IP65規格のヒーターが壊れ続ける真の理由
IP65規格のヒーターには、ちょっとした秘密があります。ほとんどの場合、本体が漏れることが原因で故障するわけではありません。実際には、導線が接続される部分で問題が発生します。
考えてみてください。高出力の赤外線ヒーターの場合、導線が加熱要素に接続される部分は常に高温にさらされています。そのため、材料が何度も膨張・収縮を繰り返します。もしその部分のシールがそのような高温に耐えられない場合、絶縁体が割れてしまいます。

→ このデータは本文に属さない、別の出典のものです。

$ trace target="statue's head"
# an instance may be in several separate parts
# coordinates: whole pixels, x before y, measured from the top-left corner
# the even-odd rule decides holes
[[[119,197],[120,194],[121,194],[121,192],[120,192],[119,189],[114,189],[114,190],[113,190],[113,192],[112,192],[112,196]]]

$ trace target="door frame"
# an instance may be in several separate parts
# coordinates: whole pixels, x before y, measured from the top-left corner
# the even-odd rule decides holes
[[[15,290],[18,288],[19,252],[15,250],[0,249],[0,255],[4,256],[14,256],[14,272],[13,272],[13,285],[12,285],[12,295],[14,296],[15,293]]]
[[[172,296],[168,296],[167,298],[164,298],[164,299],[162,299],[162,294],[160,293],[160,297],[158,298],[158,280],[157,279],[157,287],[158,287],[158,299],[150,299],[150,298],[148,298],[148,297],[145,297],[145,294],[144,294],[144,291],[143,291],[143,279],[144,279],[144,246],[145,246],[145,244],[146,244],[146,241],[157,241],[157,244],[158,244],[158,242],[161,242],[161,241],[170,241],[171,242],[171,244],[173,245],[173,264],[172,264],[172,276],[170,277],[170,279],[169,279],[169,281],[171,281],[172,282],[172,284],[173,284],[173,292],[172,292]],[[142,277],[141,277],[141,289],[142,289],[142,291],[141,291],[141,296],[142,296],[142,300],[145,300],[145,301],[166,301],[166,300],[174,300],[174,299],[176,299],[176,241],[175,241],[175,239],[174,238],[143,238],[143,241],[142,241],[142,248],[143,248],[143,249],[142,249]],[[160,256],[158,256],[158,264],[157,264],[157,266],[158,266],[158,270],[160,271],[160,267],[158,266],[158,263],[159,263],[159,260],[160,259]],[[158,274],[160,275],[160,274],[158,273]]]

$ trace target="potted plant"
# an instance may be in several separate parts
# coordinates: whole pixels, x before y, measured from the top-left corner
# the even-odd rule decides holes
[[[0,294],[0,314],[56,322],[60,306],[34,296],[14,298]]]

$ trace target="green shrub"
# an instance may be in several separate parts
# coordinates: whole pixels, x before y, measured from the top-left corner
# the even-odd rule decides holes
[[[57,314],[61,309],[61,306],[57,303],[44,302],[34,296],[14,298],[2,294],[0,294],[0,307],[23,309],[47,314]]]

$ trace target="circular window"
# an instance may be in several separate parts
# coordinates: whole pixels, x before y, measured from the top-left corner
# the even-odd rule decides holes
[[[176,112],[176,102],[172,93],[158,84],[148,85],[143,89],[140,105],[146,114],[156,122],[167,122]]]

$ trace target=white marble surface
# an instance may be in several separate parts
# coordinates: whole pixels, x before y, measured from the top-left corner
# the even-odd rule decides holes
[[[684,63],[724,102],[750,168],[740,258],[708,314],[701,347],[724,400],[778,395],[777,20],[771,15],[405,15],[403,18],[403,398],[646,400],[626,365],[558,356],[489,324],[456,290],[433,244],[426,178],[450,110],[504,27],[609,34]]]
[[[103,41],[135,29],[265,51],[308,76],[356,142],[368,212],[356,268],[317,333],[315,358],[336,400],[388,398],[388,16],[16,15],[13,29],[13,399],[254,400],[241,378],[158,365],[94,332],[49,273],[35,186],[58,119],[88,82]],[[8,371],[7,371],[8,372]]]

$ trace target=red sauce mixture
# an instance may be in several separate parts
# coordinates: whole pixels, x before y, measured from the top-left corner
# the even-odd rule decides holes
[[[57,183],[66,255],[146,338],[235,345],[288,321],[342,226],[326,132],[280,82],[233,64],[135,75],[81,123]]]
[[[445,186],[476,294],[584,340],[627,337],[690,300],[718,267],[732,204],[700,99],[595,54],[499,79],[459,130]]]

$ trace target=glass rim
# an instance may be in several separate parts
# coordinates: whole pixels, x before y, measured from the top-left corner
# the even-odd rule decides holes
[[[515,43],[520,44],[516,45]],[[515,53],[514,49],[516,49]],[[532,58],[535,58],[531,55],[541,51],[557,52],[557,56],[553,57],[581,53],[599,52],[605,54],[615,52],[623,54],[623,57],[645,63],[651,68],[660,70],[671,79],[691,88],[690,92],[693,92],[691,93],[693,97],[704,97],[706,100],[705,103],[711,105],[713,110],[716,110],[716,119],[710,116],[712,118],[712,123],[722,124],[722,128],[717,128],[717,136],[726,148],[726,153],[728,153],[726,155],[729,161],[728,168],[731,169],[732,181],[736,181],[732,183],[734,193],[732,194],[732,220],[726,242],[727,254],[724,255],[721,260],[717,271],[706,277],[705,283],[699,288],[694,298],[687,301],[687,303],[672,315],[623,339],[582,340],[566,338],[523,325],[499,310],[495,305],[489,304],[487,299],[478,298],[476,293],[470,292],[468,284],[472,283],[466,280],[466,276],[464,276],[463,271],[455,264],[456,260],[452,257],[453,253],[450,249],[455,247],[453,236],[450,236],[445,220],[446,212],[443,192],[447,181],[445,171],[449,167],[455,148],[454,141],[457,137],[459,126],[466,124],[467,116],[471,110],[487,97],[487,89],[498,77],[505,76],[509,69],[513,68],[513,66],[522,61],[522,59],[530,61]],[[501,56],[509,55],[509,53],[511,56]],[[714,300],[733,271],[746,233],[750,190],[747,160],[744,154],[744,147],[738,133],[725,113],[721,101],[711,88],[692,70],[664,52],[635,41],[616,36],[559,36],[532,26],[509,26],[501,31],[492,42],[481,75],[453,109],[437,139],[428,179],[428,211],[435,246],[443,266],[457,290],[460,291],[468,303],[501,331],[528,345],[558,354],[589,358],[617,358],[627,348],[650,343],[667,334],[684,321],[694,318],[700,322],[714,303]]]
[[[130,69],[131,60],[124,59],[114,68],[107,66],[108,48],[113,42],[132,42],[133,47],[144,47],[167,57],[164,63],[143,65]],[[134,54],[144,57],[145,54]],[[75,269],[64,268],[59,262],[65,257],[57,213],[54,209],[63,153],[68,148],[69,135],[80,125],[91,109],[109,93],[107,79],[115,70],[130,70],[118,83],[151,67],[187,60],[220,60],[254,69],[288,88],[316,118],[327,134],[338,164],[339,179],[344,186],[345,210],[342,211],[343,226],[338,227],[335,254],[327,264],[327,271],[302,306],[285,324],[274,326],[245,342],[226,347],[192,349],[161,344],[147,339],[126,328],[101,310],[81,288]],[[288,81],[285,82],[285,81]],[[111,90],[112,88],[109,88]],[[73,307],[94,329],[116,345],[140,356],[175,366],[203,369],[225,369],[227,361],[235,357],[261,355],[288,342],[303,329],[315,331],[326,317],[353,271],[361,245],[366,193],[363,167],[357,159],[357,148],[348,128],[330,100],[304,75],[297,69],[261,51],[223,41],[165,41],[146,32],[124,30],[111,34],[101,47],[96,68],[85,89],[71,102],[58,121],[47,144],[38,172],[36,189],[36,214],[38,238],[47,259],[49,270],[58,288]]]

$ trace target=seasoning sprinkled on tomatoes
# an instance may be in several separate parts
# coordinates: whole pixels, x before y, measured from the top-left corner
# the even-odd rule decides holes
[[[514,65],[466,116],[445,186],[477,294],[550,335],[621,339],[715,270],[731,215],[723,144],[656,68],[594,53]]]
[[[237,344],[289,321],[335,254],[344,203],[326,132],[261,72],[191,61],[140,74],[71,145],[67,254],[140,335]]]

次に湿気の問題です。湿気が内部に侵入し、電子部品に影響を与え、結果として短絡が起こります。
安価な部品が問題を引き起こす理由
多くの製品では、安価なゴムや低品質のシリコンが使われています。スペック表上では防水テストに合格しているように見えますが、実際には、そうした材料は絶え間ない赤外線の影響で劣化してしまいます。最終的には、シールが収縮し、微小な隙間ができてしまいます。そうなると、湿度や汚れが直接電極に触れてしまいます。これは、初期のテストだけに注目し、6ヶ月間の厳しい使用環境下での性能を考慮しない典型的な例です。
私たちが実際に行っている対処法
私たちは、材料を完全に変更することで、老化や短絡のサイクルを断ち切ろうとしました。高耐熱性のフッ素系シリコンや特殊なセラミック系の接着剤を使用しています。これらは普通のガスケットとは違い、高温でも柔軟性を保ち続けます。しかし、材料だけでは不十分です。導線を固定する前に、機械的にしっかりと固定する必要があります。そうすれば、設置時や運転中に導線が引っ張られても、シールが破れることはありません。
設置時の注意点
ただ一点、注意が必要です。シールが非常に厳密で強固であるため、導線の接続部分がやや硬くなってしまいます。**導線を急に曲げないようにしてください。**もし導線を無理に曲げると、内部の接続部分に大きな負荷がかかります。配線時には、少し余裕を持たせてください。導線が折れない限り、シールは完璧な状態を保ちます。
私たちは、湿気が多く、高温で汚れた環境でも機能するように、これらの製品を作っています。この小さな接続部分にこだわることで、業界で最も厄介な問題を解決できます。